Elderly patients during the perioperative period of PLIF are likely to get hypoalbuminemia, which is usually accompanied by other systemic diseases and a decrease in organ activities, especially in the ability of the liver to produce and metabolize albumin [20, 21]. The postoperative stress response to surgery for many old people is more severe than that of young people. The symptoms are nausea and vomiting after general anesthesia [22,23,24]. This leads to decreased digestive and absorption functions of the gastrointestinal tract, resulting in loss of appetite and eating less. This leads to a reduction in protein intake, and then low level of albumin. Diabetes is an independent risk factor for PLIF, which may be associated with diabetes-induced vascular permeability changes and perioperative proteinuria, leading to increased albumin loss [25,26,27]. But some studies show that diabetes is not an independent risk factor for postoperative hypoalbuminemia. So this issue needs to be further studied.

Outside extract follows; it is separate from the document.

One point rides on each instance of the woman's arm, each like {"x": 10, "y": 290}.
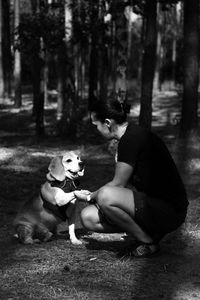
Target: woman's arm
{"x": 123, "y": 172}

This model can significantly and clinically improve the level of prediction and diagnosis of perioperative hypoalbuminemia, thus providing individualized treatment for each patient. Improved prediction and diagnosis, for example, can help identify high-risk patients and tell them to increase the intake of protein at admission to the hospital and make early postoperative dietary adjustments. If necessary, human albumin needs to be injected. Using this nomogram can help us accurately calculate the probability of hypoalbuminemia in each patient during the perioperative period. For those patients who have a higher risk of hypoalbuminemia in this period, surgeons can take preventive measures in advance to prevent more serious complications [28,29,30,31]. No researchers have developed and validated a risk model for hypoalbuminemia during the perioperative period of PLIF.

However, clinical predictive models can not predict the occurrence of perioperative hypoalbuminemia with 100 percent accuracy, and our nomogram has some limitations. First, this is a clinical retrospective study, where we increased the sample size while introducing more possible factors to minimize selection bias. Second, the data we collected were from a local, single-center hospital. So different regions, ethnic groups, and races could be the factors influencing the accuracy of the predictive model. Finally, we did not use all the study variables, so there may be missing on important variables. We assume that a bigger sample size and multi-center research will make the prediction of the model more reliable and persuasive.

Conclusion

Preoperative low level of protein, operative stage ≥ 3, severe intraoperative blood loss, old age and history of diabetes were independent predictors of albumin infusion in the postoperative period of PLIF. So these five predictors can help predict the risk of infusion of albumin. And a predictive model to predict the risk of injecting albumin perioperatively was created and then validated. This infusion model can be used to assess the risk of albumin infusion for patients in the perioperative period of PLIF. The model is highly predictive, so it can be clinically applied to reduce the incidence of perioperative hypoalbuminemia.